02
de setembro de 2012 | N° 17180
MARTHA
MEDEIROS
Vida parte 2
Uma menina me perguntou certa vez: a vida da gente
melhora da metade para o final? Ela deveria ter uns 14 anos, jovem demais para
dividir a existência em duas partes e colocar suas esperanças na segunda. Já eu
havia recém feito 40: estava me despedindo do ensaio geral e estreando na Parte
2, ainda sem saber o que estava por vir. Logo, o que responder?
Admiti
que considerava encantadora a primeira parte: a virgindade existencial, os
primeiros amores, a juventude do corpo, os sonhos projetados para frente, a
morte a uma distância teoricamente segura. Não tinha como afirmar se a segunda
parte possuiria munição suficiente para superar tanta vitalidade e expectativa,
mas, dali onde eu me encontrava, seguia confiante, o futuro não me assustava.

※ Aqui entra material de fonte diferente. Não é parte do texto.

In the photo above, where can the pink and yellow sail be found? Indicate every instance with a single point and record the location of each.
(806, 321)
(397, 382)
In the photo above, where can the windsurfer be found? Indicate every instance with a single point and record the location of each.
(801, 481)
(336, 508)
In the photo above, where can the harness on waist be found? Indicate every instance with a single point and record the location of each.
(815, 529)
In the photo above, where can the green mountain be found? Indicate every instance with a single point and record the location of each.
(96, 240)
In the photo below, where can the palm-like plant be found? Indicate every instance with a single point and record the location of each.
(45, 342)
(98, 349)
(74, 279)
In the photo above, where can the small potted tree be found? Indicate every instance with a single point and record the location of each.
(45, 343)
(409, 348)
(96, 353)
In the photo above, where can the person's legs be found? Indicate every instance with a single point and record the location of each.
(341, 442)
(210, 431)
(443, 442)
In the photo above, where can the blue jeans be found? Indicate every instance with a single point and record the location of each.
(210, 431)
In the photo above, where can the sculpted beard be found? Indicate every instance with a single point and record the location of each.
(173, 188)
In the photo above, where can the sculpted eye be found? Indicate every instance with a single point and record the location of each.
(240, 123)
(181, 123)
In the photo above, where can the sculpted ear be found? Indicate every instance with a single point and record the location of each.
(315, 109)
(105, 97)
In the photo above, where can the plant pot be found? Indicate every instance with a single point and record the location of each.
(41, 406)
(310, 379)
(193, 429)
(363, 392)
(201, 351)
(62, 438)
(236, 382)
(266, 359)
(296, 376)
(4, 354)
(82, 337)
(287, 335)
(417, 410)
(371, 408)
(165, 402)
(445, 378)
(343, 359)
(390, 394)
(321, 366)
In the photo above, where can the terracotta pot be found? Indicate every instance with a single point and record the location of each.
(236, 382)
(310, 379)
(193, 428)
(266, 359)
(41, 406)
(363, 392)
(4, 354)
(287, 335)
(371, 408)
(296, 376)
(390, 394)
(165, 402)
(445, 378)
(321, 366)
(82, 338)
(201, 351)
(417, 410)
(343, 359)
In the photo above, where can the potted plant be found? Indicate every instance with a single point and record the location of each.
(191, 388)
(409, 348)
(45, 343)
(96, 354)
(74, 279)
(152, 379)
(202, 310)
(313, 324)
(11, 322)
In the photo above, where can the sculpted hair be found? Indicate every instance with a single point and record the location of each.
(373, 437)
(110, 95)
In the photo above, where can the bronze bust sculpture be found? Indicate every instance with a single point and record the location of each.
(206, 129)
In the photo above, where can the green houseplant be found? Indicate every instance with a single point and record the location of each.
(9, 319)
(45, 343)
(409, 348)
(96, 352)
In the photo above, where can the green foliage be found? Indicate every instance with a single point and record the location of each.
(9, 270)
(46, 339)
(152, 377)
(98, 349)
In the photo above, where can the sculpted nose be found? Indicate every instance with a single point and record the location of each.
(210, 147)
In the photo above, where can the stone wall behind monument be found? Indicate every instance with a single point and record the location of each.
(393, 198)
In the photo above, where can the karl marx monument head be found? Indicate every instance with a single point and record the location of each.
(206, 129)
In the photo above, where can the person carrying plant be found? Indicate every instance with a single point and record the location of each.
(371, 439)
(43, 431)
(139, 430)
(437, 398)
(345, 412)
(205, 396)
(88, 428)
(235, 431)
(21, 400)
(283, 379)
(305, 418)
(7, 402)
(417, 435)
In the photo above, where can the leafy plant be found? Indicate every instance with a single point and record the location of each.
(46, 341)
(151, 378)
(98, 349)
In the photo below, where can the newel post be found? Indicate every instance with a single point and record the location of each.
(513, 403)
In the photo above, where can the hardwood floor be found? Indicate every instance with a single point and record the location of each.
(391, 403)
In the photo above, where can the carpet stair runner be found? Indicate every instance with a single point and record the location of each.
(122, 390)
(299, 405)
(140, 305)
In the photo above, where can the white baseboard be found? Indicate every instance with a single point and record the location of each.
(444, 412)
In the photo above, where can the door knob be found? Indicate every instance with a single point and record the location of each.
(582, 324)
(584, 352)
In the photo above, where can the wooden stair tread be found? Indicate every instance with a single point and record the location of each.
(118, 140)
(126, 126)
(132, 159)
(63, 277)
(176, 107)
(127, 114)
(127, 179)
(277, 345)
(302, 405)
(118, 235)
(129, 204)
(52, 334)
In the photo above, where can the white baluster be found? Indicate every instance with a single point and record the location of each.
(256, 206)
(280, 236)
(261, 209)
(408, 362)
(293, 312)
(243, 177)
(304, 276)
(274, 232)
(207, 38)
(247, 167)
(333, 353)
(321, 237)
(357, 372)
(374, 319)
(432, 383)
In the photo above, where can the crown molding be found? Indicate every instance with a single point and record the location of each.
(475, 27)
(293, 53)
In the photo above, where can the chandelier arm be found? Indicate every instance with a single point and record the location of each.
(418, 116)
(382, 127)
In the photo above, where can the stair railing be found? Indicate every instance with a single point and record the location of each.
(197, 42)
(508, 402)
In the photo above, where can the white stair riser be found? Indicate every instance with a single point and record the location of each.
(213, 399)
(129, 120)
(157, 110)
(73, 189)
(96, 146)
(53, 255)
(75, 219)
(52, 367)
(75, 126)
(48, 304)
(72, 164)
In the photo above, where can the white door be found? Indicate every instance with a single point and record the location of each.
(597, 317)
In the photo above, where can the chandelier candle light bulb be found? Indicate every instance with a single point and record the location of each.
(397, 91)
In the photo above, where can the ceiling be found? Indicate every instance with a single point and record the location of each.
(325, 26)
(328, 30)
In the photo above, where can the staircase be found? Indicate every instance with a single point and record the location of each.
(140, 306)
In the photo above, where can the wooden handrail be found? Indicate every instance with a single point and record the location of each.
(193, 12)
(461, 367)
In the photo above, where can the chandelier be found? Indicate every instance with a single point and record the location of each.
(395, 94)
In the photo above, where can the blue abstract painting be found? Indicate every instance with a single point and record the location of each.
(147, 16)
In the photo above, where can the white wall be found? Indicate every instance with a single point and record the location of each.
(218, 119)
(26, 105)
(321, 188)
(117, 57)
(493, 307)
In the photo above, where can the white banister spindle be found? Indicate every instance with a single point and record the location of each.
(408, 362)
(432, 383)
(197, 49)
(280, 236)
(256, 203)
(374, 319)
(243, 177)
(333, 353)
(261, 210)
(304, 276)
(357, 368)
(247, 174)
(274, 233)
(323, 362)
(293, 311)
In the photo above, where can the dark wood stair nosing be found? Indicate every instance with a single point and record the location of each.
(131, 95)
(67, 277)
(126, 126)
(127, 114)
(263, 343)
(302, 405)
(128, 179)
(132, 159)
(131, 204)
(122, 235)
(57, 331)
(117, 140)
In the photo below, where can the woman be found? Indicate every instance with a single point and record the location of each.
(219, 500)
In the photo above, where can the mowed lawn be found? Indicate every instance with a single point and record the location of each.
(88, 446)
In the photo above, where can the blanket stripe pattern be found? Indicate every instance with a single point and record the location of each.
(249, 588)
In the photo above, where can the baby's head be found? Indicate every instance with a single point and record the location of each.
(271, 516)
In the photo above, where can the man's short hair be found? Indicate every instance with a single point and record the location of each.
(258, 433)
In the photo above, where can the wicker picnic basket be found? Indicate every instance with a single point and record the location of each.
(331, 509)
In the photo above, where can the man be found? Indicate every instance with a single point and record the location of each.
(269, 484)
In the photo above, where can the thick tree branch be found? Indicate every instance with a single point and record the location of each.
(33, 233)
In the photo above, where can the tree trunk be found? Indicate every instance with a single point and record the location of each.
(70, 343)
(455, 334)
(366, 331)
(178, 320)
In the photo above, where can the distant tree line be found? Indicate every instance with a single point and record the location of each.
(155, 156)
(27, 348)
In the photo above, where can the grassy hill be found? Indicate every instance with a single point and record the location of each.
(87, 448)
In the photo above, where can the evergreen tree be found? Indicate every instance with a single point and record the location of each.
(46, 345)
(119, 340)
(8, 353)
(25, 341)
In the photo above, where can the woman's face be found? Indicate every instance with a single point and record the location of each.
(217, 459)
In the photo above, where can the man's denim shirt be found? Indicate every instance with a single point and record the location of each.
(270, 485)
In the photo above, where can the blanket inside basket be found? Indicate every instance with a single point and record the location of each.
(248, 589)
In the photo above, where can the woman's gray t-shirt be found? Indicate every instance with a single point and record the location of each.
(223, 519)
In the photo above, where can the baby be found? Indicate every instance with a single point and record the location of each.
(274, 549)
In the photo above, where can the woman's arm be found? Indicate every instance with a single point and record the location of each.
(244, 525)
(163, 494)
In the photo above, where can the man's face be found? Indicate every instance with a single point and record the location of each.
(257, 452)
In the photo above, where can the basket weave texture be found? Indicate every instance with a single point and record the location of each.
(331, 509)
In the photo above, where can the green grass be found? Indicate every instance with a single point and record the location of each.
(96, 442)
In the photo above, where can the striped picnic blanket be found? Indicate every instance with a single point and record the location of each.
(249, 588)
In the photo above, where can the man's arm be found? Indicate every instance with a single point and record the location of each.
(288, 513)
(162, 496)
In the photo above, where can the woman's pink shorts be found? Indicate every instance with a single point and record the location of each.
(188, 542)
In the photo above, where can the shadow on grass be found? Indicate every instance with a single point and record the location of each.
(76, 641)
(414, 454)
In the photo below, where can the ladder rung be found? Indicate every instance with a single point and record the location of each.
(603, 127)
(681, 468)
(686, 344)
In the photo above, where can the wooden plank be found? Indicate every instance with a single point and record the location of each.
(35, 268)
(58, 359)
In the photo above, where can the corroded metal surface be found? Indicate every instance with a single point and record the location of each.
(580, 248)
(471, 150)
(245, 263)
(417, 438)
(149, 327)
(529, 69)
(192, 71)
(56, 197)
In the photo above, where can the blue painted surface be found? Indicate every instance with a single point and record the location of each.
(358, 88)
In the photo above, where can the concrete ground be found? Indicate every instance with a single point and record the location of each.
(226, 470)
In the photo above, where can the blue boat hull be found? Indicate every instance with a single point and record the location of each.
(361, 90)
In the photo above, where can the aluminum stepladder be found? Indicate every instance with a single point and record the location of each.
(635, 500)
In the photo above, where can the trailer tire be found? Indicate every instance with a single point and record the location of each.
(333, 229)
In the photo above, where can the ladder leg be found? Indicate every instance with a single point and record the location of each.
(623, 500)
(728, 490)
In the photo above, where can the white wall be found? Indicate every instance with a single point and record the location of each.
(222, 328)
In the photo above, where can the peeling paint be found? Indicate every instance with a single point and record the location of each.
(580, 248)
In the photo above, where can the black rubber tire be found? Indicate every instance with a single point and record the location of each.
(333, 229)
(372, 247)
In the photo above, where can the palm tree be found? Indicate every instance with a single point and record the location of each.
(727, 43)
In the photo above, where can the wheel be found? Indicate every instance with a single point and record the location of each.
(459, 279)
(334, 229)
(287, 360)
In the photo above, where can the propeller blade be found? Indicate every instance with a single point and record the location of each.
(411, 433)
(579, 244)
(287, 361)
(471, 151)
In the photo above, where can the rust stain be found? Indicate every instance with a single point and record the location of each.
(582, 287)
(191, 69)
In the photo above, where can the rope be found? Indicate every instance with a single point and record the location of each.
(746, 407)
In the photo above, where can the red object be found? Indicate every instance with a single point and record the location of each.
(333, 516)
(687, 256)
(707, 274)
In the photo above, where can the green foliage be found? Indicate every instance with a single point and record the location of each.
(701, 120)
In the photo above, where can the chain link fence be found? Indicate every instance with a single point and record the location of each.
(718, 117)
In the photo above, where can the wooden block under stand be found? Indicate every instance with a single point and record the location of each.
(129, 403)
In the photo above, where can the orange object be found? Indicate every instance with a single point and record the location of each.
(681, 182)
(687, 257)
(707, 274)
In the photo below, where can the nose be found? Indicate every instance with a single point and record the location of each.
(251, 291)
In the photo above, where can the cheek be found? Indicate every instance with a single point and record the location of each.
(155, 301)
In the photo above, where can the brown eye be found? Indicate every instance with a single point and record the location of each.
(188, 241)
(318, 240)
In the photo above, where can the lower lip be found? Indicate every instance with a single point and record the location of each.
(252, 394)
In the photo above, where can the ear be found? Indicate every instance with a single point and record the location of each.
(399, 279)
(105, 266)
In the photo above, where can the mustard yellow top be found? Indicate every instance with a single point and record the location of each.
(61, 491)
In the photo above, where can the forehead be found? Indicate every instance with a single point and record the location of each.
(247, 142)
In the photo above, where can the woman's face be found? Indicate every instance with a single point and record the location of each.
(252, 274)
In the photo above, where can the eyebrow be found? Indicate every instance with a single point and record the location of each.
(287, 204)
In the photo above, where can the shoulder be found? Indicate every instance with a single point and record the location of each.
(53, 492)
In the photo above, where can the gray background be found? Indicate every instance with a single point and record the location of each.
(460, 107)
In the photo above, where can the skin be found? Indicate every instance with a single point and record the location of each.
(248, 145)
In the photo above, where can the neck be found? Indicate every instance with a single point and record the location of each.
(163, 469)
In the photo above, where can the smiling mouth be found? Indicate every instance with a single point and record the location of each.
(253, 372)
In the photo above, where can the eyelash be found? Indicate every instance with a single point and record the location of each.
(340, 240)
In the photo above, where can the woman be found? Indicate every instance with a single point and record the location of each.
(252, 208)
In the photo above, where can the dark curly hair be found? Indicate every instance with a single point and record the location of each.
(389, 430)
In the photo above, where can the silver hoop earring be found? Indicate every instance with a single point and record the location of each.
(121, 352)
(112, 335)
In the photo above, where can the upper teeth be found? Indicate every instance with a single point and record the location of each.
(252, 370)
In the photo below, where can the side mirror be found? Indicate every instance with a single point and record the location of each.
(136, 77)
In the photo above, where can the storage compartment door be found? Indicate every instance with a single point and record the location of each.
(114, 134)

Apesar de ter vivido muito bem os primeiros 40, secretamente desejava que a
resposta ao questionamento dela fosse um categórico sim.
Hoje
aquela menina deve estar em torno dos 24 e ainda não tem sua resposta, mas
garanto que anda tão ocupada que isso deixou de importar. Eu, no entanto,
avancei um pouquinho na parte 2, porém continuo sem um parecer. Tenho apenas
uma intuição.
Menina
que não sei o nome: decretar o que é melhor, se a primeira ou a segunda metade
da vida, é uma preocupação inútil – não perca tempo com isso. A única coisa que
você deve ter em mente é o seguinte: o que fizer na primeira metade terá
conseqüências na segunda, para o bem ou para o mal.
Se
você for muito seletiva e insegura, acabará transferindo para mais tarde
projetos que já poderiam ter sido experimentados. Procure viver as delícias de
cada idade, arrisque-se. Se não conseguir, ok: então morra de amor, vá morar
sozinha em Londres, entre para uma seita, monte uma banda, tudo isso aos 60,
aos 70, e danem-se as convenções.
A
maturidade traz ganhos reais. A ansiedade diminui, a teatralidade também: já
não vemos sentido em agradar a todos, a opinião alheia deixa de nos
influenciar. Essa liberdade de ser quem realmente somos me parece o benefício
maior – os jovens não percebem, mas sua liberdade é muito restrita. São
pressionados a fazer escolhas tidas como definitivas (casamento, filhos,
profissão) e as dúvidas se amontoam.
A
sociedade exige eficiência na condução desse script. Depois dos 40, a boa
notícia: que sociedade, que nada. Não é ela que banca suas ideias, não é ela
que enxuga suas lágrimas, não é ela que conhece suas carências. Você passa,
finalmente, a ser dona do seu desejo. Não é pouca coisa.
A
segunda metade trará vista cansada, um joelho menos confiável, um rosto não tão
viçoso, umas manias bobas, mas o fato de já não haver tempo a desperdiçar nos
torna mais focados e até mais aventureiros – pensar demais deixa de ser
producente.
Perder
a ilusão da eternidade traz, sim, conquistas instantâneas, mas, para isso, é
preciso ter cabeça boa, conhecimento e uma forte base moral e ética. E isso
você adquire na primeira metade da vida – ou padecerá na última.